Well, I guess it’s time for that “purple America” map from Robert Vanderbei to start making the rounds again. Yglesias has the 2008 edition posted over at his site. The basic idea here is that for all the talk of red and blue America, the political differences between regions are actually quite small, and we’re really a united nation with a vigorous political discourse, tra la la la. Then we join hands and sing.

And, you know, fine. There’s an element of truth to this, and it’s certainly a nice thought. But also true: visualizing information by using a linear red/blue scale is about the worst way possible to make data legible to the human eye. First: our vision is logarithmic. When a photographer drags out his “50% gray” card for measuring lighting, it’s actually 18% gray. Judging by the triangular key in the corner of Vanderbei’s image, he’s just taking the percentage of vote totals and translating it flatly to 8 bit color — a 100% Republican district gets an RGB 24-bit value of (255,0,0).

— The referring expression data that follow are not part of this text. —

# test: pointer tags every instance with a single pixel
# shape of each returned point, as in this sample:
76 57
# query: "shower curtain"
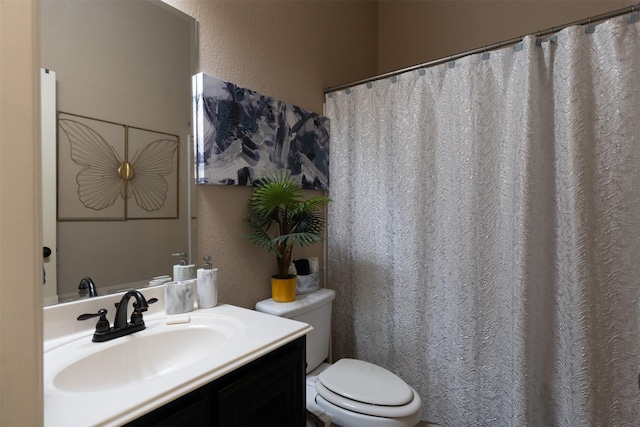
484 234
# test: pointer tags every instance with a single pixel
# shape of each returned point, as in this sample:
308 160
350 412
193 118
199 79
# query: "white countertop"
260 334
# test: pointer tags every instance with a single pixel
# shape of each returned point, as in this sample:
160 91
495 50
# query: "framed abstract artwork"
241 133
111 171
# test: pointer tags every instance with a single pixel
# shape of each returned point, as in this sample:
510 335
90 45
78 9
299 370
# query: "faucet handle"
136 316
149 301
103 324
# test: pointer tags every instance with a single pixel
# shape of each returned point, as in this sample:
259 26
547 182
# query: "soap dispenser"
207 284
182 271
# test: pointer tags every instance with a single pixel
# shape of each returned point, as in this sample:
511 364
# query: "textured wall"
414 32
288 50
21 242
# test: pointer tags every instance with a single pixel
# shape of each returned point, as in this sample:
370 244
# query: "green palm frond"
280 217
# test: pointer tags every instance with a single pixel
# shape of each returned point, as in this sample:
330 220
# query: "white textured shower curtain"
484 235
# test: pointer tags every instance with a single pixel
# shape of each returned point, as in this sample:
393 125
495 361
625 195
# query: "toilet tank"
314 309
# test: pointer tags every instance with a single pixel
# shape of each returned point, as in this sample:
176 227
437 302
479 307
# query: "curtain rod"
591 20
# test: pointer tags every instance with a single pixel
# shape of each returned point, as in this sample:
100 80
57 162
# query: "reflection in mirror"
123 67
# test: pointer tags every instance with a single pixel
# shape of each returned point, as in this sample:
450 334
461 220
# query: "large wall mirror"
122 78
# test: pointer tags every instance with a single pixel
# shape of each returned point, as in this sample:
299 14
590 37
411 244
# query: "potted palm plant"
280 217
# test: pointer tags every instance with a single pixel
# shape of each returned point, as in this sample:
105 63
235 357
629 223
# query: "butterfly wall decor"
116 171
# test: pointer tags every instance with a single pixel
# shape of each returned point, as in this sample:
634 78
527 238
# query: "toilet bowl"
360 394
350 392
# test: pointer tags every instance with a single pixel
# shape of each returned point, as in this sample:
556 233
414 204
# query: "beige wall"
20 245
289 50
415 32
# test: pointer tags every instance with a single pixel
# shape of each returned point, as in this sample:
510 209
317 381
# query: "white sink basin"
160 349
138 373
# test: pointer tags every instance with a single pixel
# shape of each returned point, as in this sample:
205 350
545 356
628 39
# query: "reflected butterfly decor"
105 175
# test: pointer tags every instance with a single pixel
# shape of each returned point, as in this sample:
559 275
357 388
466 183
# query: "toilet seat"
366 388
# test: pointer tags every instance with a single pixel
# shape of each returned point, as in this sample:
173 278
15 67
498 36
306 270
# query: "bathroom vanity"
266 392
220 366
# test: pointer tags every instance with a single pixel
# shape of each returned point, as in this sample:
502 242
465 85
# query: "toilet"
350 392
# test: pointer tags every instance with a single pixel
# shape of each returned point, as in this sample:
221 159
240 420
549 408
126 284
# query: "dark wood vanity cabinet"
267 392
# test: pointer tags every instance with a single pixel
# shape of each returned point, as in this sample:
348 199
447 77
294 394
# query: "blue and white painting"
241 133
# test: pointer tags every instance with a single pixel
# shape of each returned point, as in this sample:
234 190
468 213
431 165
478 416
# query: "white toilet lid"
365 382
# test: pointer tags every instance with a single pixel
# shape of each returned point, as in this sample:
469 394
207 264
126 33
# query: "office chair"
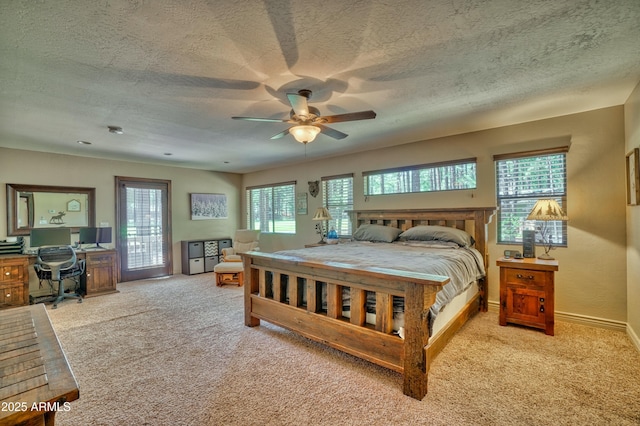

The colors themselves are also a problem. As I’m sure you all remember keenly from this post I wrote in 2006, perceptual image codecs spend more bits on brightness than on color because the color-sensing cones in your eyes have a much lousier dynamic range than the light-sensing rods. We’re worse at distinguishing between levels of color than between levels of brightness. And since the percentage of the vote in any given spot on the map should always sum to 100, with negligible green (third party) contributions, the brightness will be relatively uniform (although admittedly not quite due to the perceptual differences between colors — monitor calibration and colorspace begin to enter the picture at this point, and things get just as hideously complex as you might imagine).

(I’ll add, somewhat tentatively, that my recollection from college is that the green cone is the most sensitive of the three types in your retina, making red/blue coding about the least distinguishable color continuum possible. The situation’s complicated by your rods’ preferential sensitivity to blue wavelengths, though, and the ratio of work done by rods and cones varies with ambient brightness. So I’ll resist the temptation to make strong claims on this score.)

So what does this all mean? Depending on how you look at it, not much. It’s not as if Vanderbei has done anything wrong. It’s just that the choices he made will tend to produce a map that, at a glance, implies homogeneity. If, on the other hand, we pull out the red channel, desaturate the blue channel and maximize the contrast of the resulting image (in effect normalizing the values to the full possible dynamic range), we get something very different-looking — but still perfectly accurate, and still non-logarithmic (with the caveat that it gives third-party votes to the Dems). Click the image for a full-sized, easier-to-see version.

Yglesias’s point that this isn’t a huge change between cycles still stands, of course, but the shifts are considerably easier to see this way (and easier still on that cool New York Times map that ran on their front page after the election).

It’s also easy to see that there really are very Republican and very Democratic sections of the country. I don’t want to overstate my case — obviously this conclusion can be drawn from the color map, too. Still, using a whole bunch of linearly-defined purple pixels is a clever way to latch onto a media cliche, but not necessarily the best way to visualize information. Things are more black and white than they may seem, and certainly less purple.